DLR scientists are also taking part in the European Global Monitoring for Environment and Security (GMES) programme. This project is very similar to the Charter in that one of its key objectives is setting up emergency response and disaster management services. At present, the GMES Emergency Response Service is being developed in an extensive European joint project (SAFER) under the EU’s research framework programme. The rapid mapping activities in this project are coordinated by DLR through the ZKI.
DLR expertise in demand worldwide
Various examples impressively show how great the worldwide demand is for the ZKI and its expertise. In 2010 alone, the Center’s map material was used in three of the worst disasters of the year: the devastating earthquake in Haiti, the large-scale floods in Pakistan, and the forest fires in Russia that burned for weeks. In the spring of 2011, the ZKI provided maps to assist Japan in coping with the earthquake and the subsequent tsunami. Two German satellite systems, RapidEye and TerraSAR-X, took images showing the extent of the damage caused by the flood wave (see photo), the data being forwarded to the users in Japan immediately after their evaluation. In Germany, too, the ZKI’s services were employed on several occasions, mainly in connection with mapping flooded areas as in January 2011, when four federal states along the river Elbe demanded up-to-date maps of the extent of the flood.
The ZKI provides not only quick emergency mapping but also information on crisis prevention. Thus, it assists in planning large-scale events such as the 2009 NATO summit in Strasbourg. It was even involved in the 2010 World Cup in South Africa, for which it provided up-to-date satellite maps and situation reports.

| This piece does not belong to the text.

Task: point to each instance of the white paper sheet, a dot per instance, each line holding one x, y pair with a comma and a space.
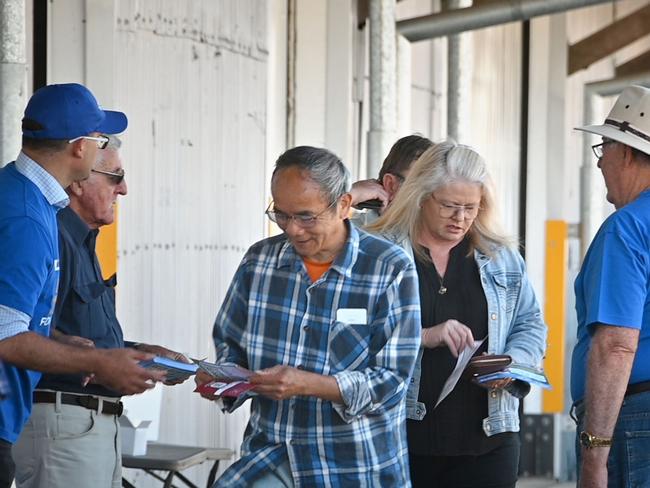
463, 358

Thus, the ZKI has established itself in recent years as one of the leading institutes in satellite-based crisis information – nationally, in Europe, and in the wider international field. The factors that have been crucial for its success include its capability to provide information reliably and quickly, advise and train people competently, and keep in close contact with users. To be successful in the long run, however, the ZKI must keep on developing its services and adapting them to new requirements and technical resources on an ongoing basis. Needless to say, DLR researchers and scientists are working hard on that.
Scientists from two of DLR’s main research areas, space and transport, are involved in this project, which at the same time forms part of DLR´s security research, a cross departmental programme under which defence- and security-related research and development activities are being planned and controlled.